Аня сжимает в правой руке нож, а в левой мобильный, а я уверяю её, что скоро, очень скоро буду и нажимаю красную кнопку.
Тогда я не смог вызвать такси. А она так и не дозвонилась до милиции. Телефон лежал на диване. Механический голос на линии просил подождать, когда я приложил потрепанную Нокию к уху. В маленьком домике царила темнота и сухое тепло. Дверь на распашку, и качели уже не скрипели. Ани нигде не было.
Я кричал, звал её, и пустые бельма окон были мне ответом, и темнота и шорох деревьев и мерцающие фонари и отражения фонарного света в лужах - во всем был ответ жестокий и горький.
Тогда я думал о себе, не о ней, едущей ли в машине с пьяными подонками или медленно остывающей в придорожной канаве. Я понимал, что еще один человечек покинул меня, просто без объяснений выпал из моей жизни, словно так и надо, и нормальное это дело - уходить от старого, близкого, уезжая в другой город, сбегая к другому парню, по глупому умирая в пьяной драке, бесследно исчезая в темноте пригорода.
Я беспорядочно метался по темным раскопанным улицам, в грязи увяз ботинок и без него я пошел дальше, чувствуя кожей влажную жадную землю.
Уже светало. На качелях беззвучно раскачивался призрак. Это была Аня - в белоснежном медицинском халате, с бледным лицом и черными кругами под глазами. Грим грубый и неумелый, стилизация не удалась. Я с трудом поборол желание подбежать и обнять, развернулся и побрел домой.
И жаль почему-то было вовсе не утери человека, а неизвестно когда и где утопленного в этой грязной и липкой тьме мобильника. Так я говорил себе, пока меня трясло в постели, странным образом трясло - вроде бы ничего и не случилось, а трясет и так сильно, что не уснуть невозможно.

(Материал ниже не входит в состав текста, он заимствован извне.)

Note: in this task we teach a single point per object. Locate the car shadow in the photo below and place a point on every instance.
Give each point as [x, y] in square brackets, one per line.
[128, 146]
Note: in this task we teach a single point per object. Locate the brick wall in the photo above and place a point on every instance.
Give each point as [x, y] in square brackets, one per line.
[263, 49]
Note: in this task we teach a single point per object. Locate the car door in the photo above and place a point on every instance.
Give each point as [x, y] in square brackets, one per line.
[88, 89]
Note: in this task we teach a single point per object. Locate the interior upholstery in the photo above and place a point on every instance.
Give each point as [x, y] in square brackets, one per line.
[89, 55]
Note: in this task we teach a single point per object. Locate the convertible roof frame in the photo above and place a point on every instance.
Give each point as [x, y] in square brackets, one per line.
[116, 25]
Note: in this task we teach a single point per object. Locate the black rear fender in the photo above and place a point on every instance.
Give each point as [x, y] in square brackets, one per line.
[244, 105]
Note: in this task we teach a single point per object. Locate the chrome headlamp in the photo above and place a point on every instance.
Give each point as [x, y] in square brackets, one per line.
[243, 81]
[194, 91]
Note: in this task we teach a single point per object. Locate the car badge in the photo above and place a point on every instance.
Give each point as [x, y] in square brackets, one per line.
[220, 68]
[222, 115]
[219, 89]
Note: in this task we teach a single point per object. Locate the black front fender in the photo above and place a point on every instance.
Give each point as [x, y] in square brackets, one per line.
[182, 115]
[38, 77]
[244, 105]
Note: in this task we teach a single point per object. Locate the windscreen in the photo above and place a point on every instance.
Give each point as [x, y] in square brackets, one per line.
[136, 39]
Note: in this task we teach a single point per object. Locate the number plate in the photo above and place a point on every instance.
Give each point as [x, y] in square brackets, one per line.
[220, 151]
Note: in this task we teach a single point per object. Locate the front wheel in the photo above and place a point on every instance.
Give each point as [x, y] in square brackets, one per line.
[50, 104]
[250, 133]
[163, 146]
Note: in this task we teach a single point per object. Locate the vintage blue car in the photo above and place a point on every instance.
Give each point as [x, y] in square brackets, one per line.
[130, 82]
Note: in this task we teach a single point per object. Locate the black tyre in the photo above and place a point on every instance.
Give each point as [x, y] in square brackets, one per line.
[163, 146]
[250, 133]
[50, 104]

Как и всё немногочисленные мои друзья Аня была психом. Но психом тихим, не лежавшем ни разу ни в дурке, ни в неврологии. Скромная домашняя девочка, она лишь изредка прижигала руку сигаретой. Пять бледных пятен - по числу бросивших её мужчин. И несколько шрамов на запястье левой, демонстративно поперечных, но грубых и глубоких. Особым фанатом резьбы по телу я никогда не был, но мы познакомились когда я работал в хосписе и тема уходящих людей была знакома мне не понаслышке. Да, и давала о себе знать сексуальная неудовлетворенность, была надежда затащить эту малышку в постель, была. На первых двух свиданиях. Потом как-то расхотелось.
В зеркале отражалось бледное моё лицо с темными висящими под глазами мешками.
Двухчасовой сон не освежил, а лишь вытянул остаток сил. Всё моё существо было словно наполнено тяжестью и в этой тяжести остро чувствовался каждый отдельный орган - желудок, селезенка, печень и легкие - всё это мясо жило своей нелегкой жизнь и под действием притяжения земли стремилось стечь вниз.
В хосписе я понял, что человек это жидкость, вроде стекла. И если его вовремя не разбить он так и будет медленно стекать вниз, что бы в итоге потерять свою первоначальную форму, неумолимо исказится, превратиться в жестокую пародию на самого себя.
Аня сидела на ступеньках, вжимаясь щекой в холодную стену подъезда, заботливо оставляя достаточно места спешащим на работу утренним людям.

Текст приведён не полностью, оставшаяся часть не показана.